Monday, April 12, 2010

Standing Back Up.

After I had a total emotional and spiritual breakdown last week, I've found that that was what I needed.

I needed to be sweetly broken by God - and then picked up again.
I believe that I really am moving forward once again. My QTs are a lot more consistent than they used to be - and I'm beginning to be more engaged in them - and actually trying to live by the words in the Bible. I'm really trying.

I realized, after picking up my Bible, that when I hear His words, whatever they are, I am so convinced that ALL I need is Him. I don't need anyone else - I just need God. If I have Him, who cares about school, grades, college, boys, husbands (lol), money, clothes, etc. All I need is Him. What is a better realization than that? That God's love is all you need to continue living for Him.

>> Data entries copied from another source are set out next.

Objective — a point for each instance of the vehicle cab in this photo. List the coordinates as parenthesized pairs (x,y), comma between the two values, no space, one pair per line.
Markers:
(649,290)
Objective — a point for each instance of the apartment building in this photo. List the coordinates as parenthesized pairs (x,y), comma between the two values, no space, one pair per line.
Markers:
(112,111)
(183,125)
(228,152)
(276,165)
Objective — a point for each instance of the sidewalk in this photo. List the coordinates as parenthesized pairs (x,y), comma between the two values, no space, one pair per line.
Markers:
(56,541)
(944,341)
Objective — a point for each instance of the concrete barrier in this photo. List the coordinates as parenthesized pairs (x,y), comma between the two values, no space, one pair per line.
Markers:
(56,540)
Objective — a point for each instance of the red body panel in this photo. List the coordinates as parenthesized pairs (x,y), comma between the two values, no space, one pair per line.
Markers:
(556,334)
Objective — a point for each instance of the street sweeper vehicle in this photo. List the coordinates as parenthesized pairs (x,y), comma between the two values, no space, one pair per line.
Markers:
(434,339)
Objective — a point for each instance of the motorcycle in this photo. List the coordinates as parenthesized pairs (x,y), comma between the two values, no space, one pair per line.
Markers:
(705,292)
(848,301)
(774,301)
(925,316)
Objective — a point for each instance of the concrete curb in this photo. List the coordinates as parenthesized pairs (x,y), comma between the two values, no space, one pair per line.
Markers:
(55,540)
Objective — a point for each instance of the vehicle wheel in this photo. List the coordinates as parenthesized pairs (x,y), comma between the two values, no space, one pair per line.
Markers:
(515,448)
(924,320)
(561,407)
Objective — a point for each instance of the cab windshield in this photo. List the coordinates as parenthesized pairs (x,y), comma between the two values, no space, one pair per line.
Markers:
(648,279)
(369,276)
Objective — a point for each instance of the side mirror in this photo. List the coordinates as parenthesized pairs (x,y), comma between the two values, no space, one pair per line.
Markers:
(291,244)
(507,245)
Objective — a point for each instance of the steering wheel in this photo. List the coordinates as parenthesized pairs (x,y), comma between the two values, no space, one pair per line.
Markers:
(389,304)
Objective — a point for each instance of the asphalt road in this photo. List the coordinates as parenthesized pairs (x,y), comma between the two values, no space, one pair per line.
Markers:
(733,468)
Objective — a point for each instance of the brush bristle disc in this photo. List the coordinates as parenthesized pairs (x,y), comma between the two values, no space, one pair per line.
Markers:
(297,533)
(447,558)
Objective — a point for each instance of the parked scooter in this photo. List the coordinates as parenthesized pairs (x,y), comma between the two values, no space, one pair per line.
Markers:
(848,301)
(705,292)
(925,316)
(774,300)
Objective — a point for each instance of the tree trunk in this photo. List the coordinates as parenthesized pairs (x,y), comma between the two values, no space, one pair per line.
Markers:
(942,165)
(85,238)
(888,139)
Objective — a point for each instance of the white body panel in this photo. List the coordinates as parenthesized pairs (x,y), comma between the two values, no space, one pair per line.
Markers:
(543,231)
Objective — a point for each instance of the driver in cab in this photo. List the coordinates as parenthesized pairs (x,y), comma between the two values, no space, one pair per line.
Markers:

I've been awfully depressing though - constant impulses to drive myself off a cliff - that sort of stuff. But I know that I just do not have the confidence, no matter what to go through with it. Especially since I know God is watching over me - and to disappoint Him would be heart-wrenching.

I want the youth group - no, everyone - to know about God's love. How we don't have to suffer so much if we just know about His AMAZING love. Not that we won't suffer at all- chances are, we'll suffer more - but the peace and joy that comes from knowing Him and His love... nothing else can compare to that.


Nothing can compare to Him.




PRAISE GOD.

Wednesday, April 7, 2010

Let's just say...

I feel like a knife's been cut right down that silly smile I had on just yesterday.

A little bit of confusion, exasperation, and hopelessness mixed in together.



I've just gotta learn to face reality.

It's not you, Jamie.
-Okay, it's not me.

Tuesday, April 6, 2010

Haha,

I'm smiling my silly smile for the first time in awhile.